Over half of higher ed employees are debt constrained and these individuals tend to be less confident in their retirement income prospects.
Summary
This report uses the TIAA Institute/CUPA-HR 2024 Higher Education Workforce Survey to examine financial well-being, including retirement readiness, among full-time college and university employees. The impact of debt, including student loan debt, receives particular attention. Retirement readiness depends on a series of decisions and actions—most fundamentally, the amount being saved, the investment allocation of savings, how to manage savings for income during retirement, and the use of advice throughout. Each is examined from the perspective of higher ed employees.
Key Insights
- The vast majority (80%) of higher ed employees carry debt and 72% of these are debt constrained. Borrowers with student loan debt are even more likely to be debt constrained (83%).

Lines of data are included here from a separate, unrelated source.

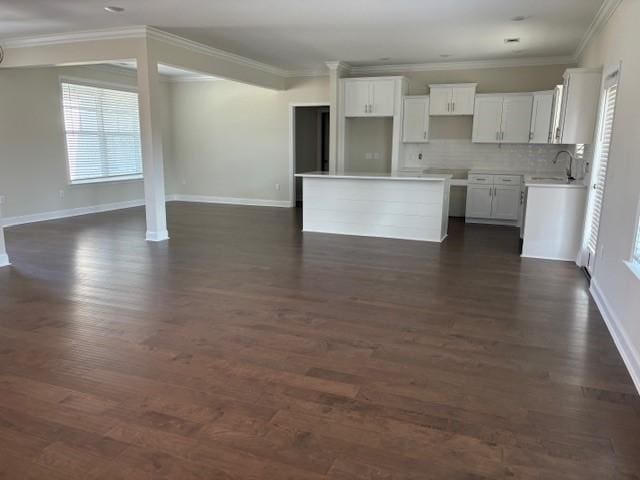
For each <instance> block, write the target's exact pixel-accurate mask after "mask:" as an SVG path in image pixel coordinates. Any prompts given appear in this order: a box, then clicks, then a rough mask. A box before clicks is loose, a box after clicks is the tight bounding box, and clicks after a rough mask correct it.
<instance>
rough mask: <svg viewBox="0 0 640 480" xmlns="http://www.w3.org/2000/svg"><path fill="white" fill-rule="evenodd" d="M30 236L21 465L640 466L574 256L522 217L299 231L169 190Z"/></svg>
mask: <svg viewBox="0 0 640 480" xmlns="http://www.w3.org/2000/svg"><path fill="white" fill-rule="evenodd" d="M168 214H169V228H170V233H171V240H170V241H169V242H168V243H163V244H151V243H147V242H145V241H144V240H143V238H144V211H143V210H142V209H141V208H137V209H130V210H122V211H118V212H112V213H106V214H97V215H90V216H84V217H76V218H71V219H65V220H59V221H52V222H45V223H38V224H31V225H24V226H19V227H13V228H10V229H8V230H7V231H6V237H7V243H8V249H9V253H10V255H11V257H12V261H13V267H11V268H8V269H1V270H0V478H6V479H20V480H22V479H47V480H58V479H66V480H69V479H99V480H117V479H128V480H138V479H169V478H170V479H180V480H189V479H207V480H209V479H215V480H218V479H220V480H228V479H270V480H280V479H317V480H320V479H331V480H345V479H377V480H381V479H386V480H389V479H393V480H396V479H408V480H409V479H411V480H415V479H443V480H445V479H446V480H452V479H454V480H455V479H502V478H516V479H553V480H560V479H576V480H578V479H580V480H584V479H598V480H603V479H638V478H640V400H639V399H638V396H637V394H636V392H635V390H634V387H633V385H632V382H631V380H630V378H629V375H628V374H627V371H626V370H625V367H624V365H623V362H622V360H621V358H620V356H619V354H618V352H617V351H616V348H615V346H614V343H613V341H612V339H611V337H610V336H609V333H608V331H607V329H606V326H605V325H604V323H603V320H602V318H601V317H600V314H599V313H598V311H597V309H596V307H595V305H594V303H593V301H592V300H591V299H590V297H589V294H588V291H587V287H588V285H587V281H586V279H585V278H584V276H583V274H582V273H581V272H580V271H579V270H578V269H577V268H576V267H575V265H572V264H569V263H562V262H547V261H534V260H522V259H520V257H519V256H518V235H517V233H516V232H515V230H512V229H508V228H502V227H490V226H465V225H464V224H463V223H460V222H453V223H452V224H451V228H450V230H451V232H450V237H449V239H447V241H446V242H444V243H443V244H441V245H440V244H433V243H420V242H407V241H395V240H386V239H373V238H358V237H344V236H331V235H323V234H302V233H300V231H299V230H300V219H299V212H298V211H295V210H289V209H270V208H258V207H238V206H217V205H201V204H184V203H171V204H169V205H168Z"/></svg>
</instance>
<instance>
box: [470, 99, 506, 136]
mask: <svg viewBox="0 0 640 480" xmlns="http://www.w3.org/2000/svg"><path fill="white" fill-rule="evenodd" d="M501 127H502V95H478V96H477V97H476V106H475V114H474V116H473V135H472V139H473V141H474V142H475V143H498V142H499V141H500V132H501V130H500V129H501Z"/></svg>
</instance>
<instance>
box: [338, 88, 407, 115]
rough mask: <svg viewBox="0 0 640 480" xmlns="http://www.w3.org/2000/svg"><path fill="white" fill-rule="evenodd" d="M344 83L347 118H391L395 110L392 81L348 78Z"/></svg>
mask: <svg viewBox="0 0 640 480" xmlns="http://www.w3.org/2000/svg"><path fill="white" fill-rule="evenodd" d="M343 81H344V97H345V98H344V112H345V116H347V117H392V116H393V115H394V113H395V109H396V104H395V101H396V81H395V80H394V79H368V78H350V79H346V80H343Z"/></svg>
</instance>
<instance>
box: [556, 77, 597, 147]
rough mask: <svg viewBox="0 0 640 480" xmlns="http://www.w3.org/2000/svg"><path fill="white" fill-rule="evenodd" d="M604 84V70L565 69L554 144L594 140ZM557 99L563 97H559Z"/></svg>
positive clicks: (572, 143) (579, 142)
mask: <svg viewBox="0 0 640 480" xmlns="http://www.w3.org/2000/svg"><path fill="white" fill-rule="evenodd" d="M601 83H602V70H601V69H594V68H569V69H567V70H566V71H565V73H564V85H563V88H562V100H561V104H560V122H559V125H558V127H557V128H559V130H557V131H556V133H557V135H556V137H555V143H563V144H571V145H573V144H578V143H592V142H593V135H594V130H595V125H596V117H597V115H598V102H599V99H600V84H601ZM556 102H560V100H559V99H556Z"/></svg>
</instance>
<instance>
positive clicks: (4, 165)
mask: <svg viewBox="0 0 640 480" xmlns="http://www.w3.org/2000/svg"><path fill="white" fill-rule="evenodd" d="M65 75H66V76H71V77H76V78H84V79H89V80H99V81H104V82H112V83H118V84H126V85H135V77H133V76H131V75H118V74H113V73H110V72H105V71H104V70H101V69H99V68H93V67H91V68H87V67H62V68H29V69H26V68H25V69H3V70H0V92H3V93H2V95H0V145H1V147H0V148H1V149H0V195H4V196H5V204H4V206H3V215H4V216H5V217H14V216H22V215H32V214H40V213H45V212H51V211H57V210H66V209H72V208H80V207H87V206H95V205H100V204H107V203H114V202H123V201H131V200H142V199H143V197H144V195H143V187H142V181H129V182H114V183H102V184H89V185H69V183H68V178H67V157H66V147H65V138H64V127H63V123H62V122H63V115H62V106H61V95H60V76H65ZM163 88H165V89H166V86H165V87H163ZM165 97H166V95H165ZM165 104H166V105H168V102H165ZM167 118H168V115H167ZM168 129H169V127H168V125H167V126H166V130H168ZM61 191H62V192H63V194H64V198H61V197H60V192H61Z"/></svg>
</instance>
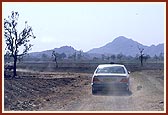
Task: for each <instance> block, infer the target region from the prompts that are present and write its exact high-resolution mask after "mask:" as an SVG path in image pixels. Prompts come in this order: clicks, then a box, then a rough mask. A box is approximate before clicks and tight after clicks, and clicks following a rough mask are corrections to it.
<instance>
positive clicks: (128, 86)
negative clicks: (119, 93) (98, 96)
mask: <svg viewBox="0 0 168 115" xmlns="http://www.w3.org/2000/svg"><path fill="white" fill-rule="evenodd" d="M129 83H130V80H129V72H128V71H127V69H126V67H125V66H124V65H120V64H101V65H99V66H98V67H97V68H96V70H95V72H94V74H93V77H92V82H91V85H92V94H93V95H94V94H96V93H97V91H104V90H110V91H123V90H124V91H129Z"/></svg>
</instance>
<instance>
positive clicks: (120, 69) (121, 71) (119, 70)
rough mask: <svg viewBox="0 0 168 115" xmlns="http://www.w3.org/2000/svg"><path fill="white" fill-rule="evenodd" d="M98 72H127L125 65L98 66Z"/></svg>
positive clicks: (124, 73) (103, 72)
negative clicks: (123, 67) (125, 68)
mask: <svg viewBox="0 0 168 115" xmlns="http://www.w3.org/2000/svg"><path fill="white" fill-rule="evenodd" d="M96 73H115V74H125V70H124V68H123V67H120V66H113V67H102V68H98V69H97V71H96Z"/></svg>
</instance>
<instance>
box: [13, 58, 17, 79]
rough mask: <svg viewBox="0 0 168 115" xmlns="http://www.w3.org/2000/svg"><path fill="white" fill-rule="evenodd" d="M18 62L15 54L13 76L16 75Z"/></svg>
mask: <svg viewBox="0 0 168 115" xmlns="http://www.w3.org/2000/svg"><path fill="white" fill-rule="evenodd" d="M16 62H17V56H14V65H13V78H15V77H16Z"/></svg>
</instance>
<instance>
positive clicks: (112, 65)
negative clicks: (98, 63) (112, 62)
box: [98, 64, 125, 68]
mask: <svg viewBox="0 0 168 115" xmlns="http://www.w3.org/2000/svg"><path fill="white" fill-rule="evenodd" d="M114 66H120V67H125V66H124V65H121V64H100V65H99V66H98V67H99V68H103V67H114Z"/></svg>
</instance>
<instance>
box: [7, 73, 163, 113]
mask: <svg viewBox="0 0 168 115" xmlns="http://www.w3.org/2000/svg"><path fill="white" fill-rule="evenodd" d="M6 73H7V74H10V72H6ZM17 73H18V76H17V78H15V79H11V78H5V79H4V110H5V111H164V109H165V107H164V104H165V102H164V74H163V73H164V72H163V70H143V71H136V72H132V73H131V74H130V79H131V92H130V93H125V92H119V93H115V92H110V93H109V92H100V93H98V94H97V95H92V94H91V84H90V82H91V76H92V74H91V73H74V72H37V71H27V70H17ZM7 74H6V75H7Z"/></svg>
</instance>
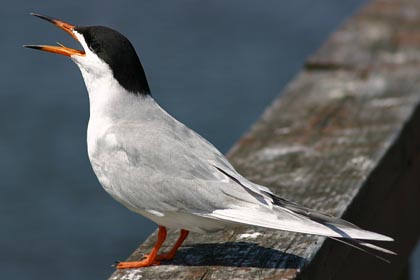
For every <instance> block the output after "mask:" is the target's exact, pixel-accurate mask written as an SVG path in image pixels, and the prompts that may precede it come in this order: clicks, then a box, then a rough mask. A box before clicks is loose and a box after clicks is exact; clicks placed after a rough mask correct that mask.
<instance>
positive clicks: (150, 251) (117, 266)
mask: <svg viewBox="0 0 420 280" xmlns="http://www.w3.org/2000/svg"><path fill="white" fill-rule="evenodd" d="M165 239H166V228H165V227H163V226H159V231H158V240H157V241H156V244H155V246H154V247H153V249H152V251H150V254H149V255H147V257H146V259H144V260H142V261H139V262H120V263H118V264H117V268H120V269H121V268H138V267H146V266H151V265H158V264H159V262H158V260H157V258H156V257H157V253H158V251H159V249H160V247H161V246H162V244H163V242H164V241H165ZM184 239H185V238H184ZM178 247H179V246H178Z"/></svg>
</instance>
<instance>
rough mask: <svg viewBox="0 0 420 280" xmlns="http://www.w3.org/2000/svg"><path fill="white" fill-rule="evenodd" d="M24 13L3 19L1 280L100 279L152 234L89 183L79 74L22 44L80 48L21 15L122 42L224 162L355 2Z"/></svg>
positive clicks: (34, 21) (153, 225) (61, 62)
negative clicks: (114, 33)
mask: <svg viewBox="0 0 420 280" xmlns="http://www.w3.org/2000/svg"><path fill="white" fill-rule="evenodd" d="M28 2H29V1H22V0H16V1H13V2H11V1H8V2H5V3H2V8H1V9H0V24H1V25H0V26H1V29H0V30H1V31H0V32H1V35H2V36H0V40H1V44H0V47H1V55H2V57H1V65H0V79H1V80H0V178H1V183H0V184H1V186H0V213H1V216H0V217H1V228H0V268H1V275H2V278H3V279H104V278H106V277H107V276H109V275H110V274H111V272H112V270H113V268H111V267H110V265H111V264H112V263H113V262H114V261H115V260H123V259H125V258H126V257H127V256H128V255H129V254H130V253H131V252H132V250H134V249H135V248H136V247H137V245H138V244H139V243H141V242H142V241H143V240H144V239H145V238H146V237H147V236H148V235H149V234H150V233H151V232H152V231H153V230H154V229H155V225H154V224H152V223H151V222H149V221H147V220H146V219H145V218H143V217H141V216H138V215H136V214H133V213H131V212H129V211H128V210H126V209H125V208H124V207H123V206H121V205H119V204H118V203H117V202H115V201H113V200H112V199H111V198H110V197H109V196H108V195H107V194H106V193H105V191H103V190H102V188H101V186H100V185H99V183H98V182H97V180H96V178H95V176H94V174H93V172H92V170H91V167H90V164H89V162H88V157H87V152H86V125H87V121H88V98H87V93H86V89H85V87H84V84H83V80H82V78H81V75H80V73H79V70H78V69H77V67H76V66H75V65H74V64H73V63H72V62H71V61H70V60H69V59H66V58H65V57H60V56H57V55H52V54H47V53H41V52H36V51H33V50H28V49H23V48H22V47H21V45H22V44H54V43H55V41H60V42H62V43H64V44H66V45H68V46H70V47H77V48H80V47H79V46H78V45H77V43H75V42H73V40H72V39H71V38H70V37H69V36H68V35H67V34H65V33H64V32H62V31H60V30H59V29H57V28H55V27H54V26H53V25H51V24H48V23H47V22H43V21H41V20H39V19H37V18H34V17H31V16H29V15H28V13H29V12H38V13H41V14H46V15H50V16H54V17H57V18H60V19H63V20H65V21H68V22H70V23H73V24H77V25H106V26H109V27H113V28H115V29H117V30H119V31H120V32H122V33H123V34H125V35H126V36H127V37H128V38H130V40H131V42H132V43H133V45H134V46H135V47H136V49H137V52H138V53H139V55H140V58H141V60H142V63H143V66H144V68H145V70H146V73H147V77H148V79H149V84H150V86H151V89H152V93H153V95H154V97H155V98H156V99H157V100H158V102H159V103H160V104H161V105H162V106H163V107H164V108H165V109H166V110H167V111H169V112H170V113H171V114H173V115H174V116H175V117H176V118H177V119H179V120H181V121H182V122H184V123H186V124H187V125H188V126H190V127H191V128H193V129H194V130H196V131H198V132H199V133H200V134H202V135H203V136H204V137H206V138H207V139H209V140H210V141H211V142H212V143H213V144H215V146H217V147H218V148H219V149H221V151H223V152H226V151H228V149H229V147H231V146H232V145H233V143H234V142H235V141H236V140H237V139H238V138H239V137H240V136H241V135H242V134H243V133H244V132H245V131H246V130H247V129H248V127H249V126H250V125H251V124H252V123H253V122H254V121H255V120H257V119H258V117H259V116H260V115H261V113H262V112H263V110H264V108H265V107H266V106H267V105H268V104H270V102H271V101H272V100H273V99H274V98H275V97H276V96H277V95H278V94H279V93H280V91H281V89H282V88H283V87H284V86H285V84H286V83H287V82H288V81H290V79H292V78H293V76H294V75H295V74H296V73H297V72H298V71H299V69H300V68H301V67H302V64H303V62H304V61H305V59H306V58H307V57H308V56H309V55H310V54H311V53H313V52H314V51H315V50H316V49H317V48H319V46H320V45H321V44H322V43H323V41H324V40H325V39H326V38H327V37H328V35H329V34H330V33H331V32H332V31H333V30H334V29H336V28H337V27H338V26H339V25H340V24H341V23H342V22H343V20H345V19H346V18H347V17H348V16H350V15H351V14H352V13H353V12H354V11H355V10H356V9H357V8H358V7H359V6H360V5H361V4H362V3H363V2H364V1H361V0H354V1H350V0H347V1H343V0H341V1H337V0H318V1H313V0H293V1H278V0H264V1H257V0H254V1H250V0H236V1H226V0H217V1H216V0H213V1H211V2H210V1H206V2H204V1H184V0H183V1H180V0H177V1H104V0H101V1H99V0H95V1H89V2H87V1H63V2H58V1H52V0H48V1H39V3H36V4H34V3H33V2H34V1H33V2H32V3H31V2H29V3H31V4H29V3H28ZM417 251H418V252H417V261H416V263H417V264H418V263H419V262H420V261H419V260H420V252H419V251H420V250H417ZM415 273H416V274H415V276H414V278H413V279H420V272H419V269H418V267H417V270H416V272H415Z"/></svg>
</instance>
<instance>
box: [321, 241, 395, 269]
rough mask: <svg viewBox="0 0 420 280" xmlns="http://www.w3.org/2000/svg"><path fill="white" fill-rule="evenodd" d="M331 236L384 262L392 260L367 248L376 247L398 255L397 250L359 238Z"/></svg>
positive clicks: (385, 251) (344, 243) (394, 254)
mask: <svg viewBox="0 0 420 280" xmlns="http://www.w3.org/2000/svg"><path fill="white" fill-rule="evenodd" d="M329 238H331V239H332V240H335V241H338V242H340V243H343V244H346V245H348V246H350V247H353V248H355V249H357V250H359V251H362V252H364V253H366V254H369V255H371V256H374V257H375V258H378V259H380V260H381V261H384V262H386V263H391V262H390V261H389V260H388V259H386V258H384V257H382V256H379V255H378V254H375V253H373V252H371V251H369V250H367V249H366V248H370V249H374V250H376V251H380V252H382V253H387V254H390V255H397V254H396V253H395V252H393V251H390V250H387V249H385V248H382V247H379V246H376V245H373V244H371V243H367V242H361V241H360V240H357V239H347V240H343V239H340V238H335V237H329ZM363 247H366V248H363Z"/></svg>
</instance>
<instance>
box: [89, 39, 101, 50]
mask: <svg viewBox="0 0 420 280" xmlns="http://www.w3.org/2000/svg"><path fill="white" fill-rule="evenodd" d="M89 48H90V49H91V50H92V51H93V52H95V53H98V52H100V51H101V50H102V47H101V45H100V44H99V43H98V42H95V41H93V42H91V43H90V46H89Z"/></svg>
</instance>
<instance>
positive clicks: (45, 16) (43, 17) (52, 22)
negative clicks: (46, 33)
mask: <svg viewBox="0 0 420 280" xmlns="http://www.w3.org/2000/svg"><path fill="white" fill-rule="evenodd" d="M29 14H30V15H31V16H34V17H38V18H41V19H44V20H46V21H49V22H52V23H54V22H55V21H56V19H55V18H53V17H49V16H43V15H41V14H37V13H29Z"/></svg>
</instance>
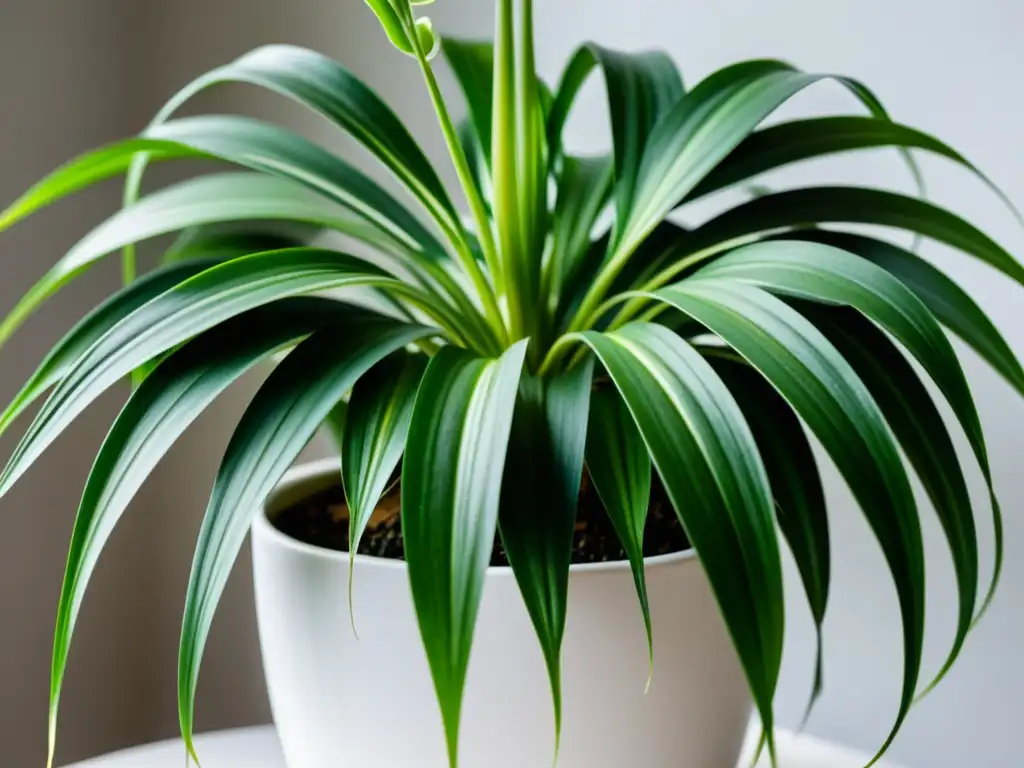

- One-third of those significantly debt constrained find it difficult to make ends meet, in contrast to only 4% of borrowers who are not debt constrained.
- While 93% of higher ed employees are saving for retirement, debt constraint still matters—20% of debt constrained savers aren’t confident they’re saving an adequate amount, compared with 4% of savers with no debt.
- One-quarter of retirement savers report they’ll definitely annuitize some of their savings in retirement. Paradoxically, annuitization can address the highest priorities of retirement savers who do not expect to annuitize.
- Advice promotes better retirement readiness. Forty percent of advice recipients are very confident they’ll have enough money to live comfortably throughout retirement, compared with 27% of savers who haven’t received advice. Among savers who reported following all the advice received: 64% are very confident in their retirement income prospects.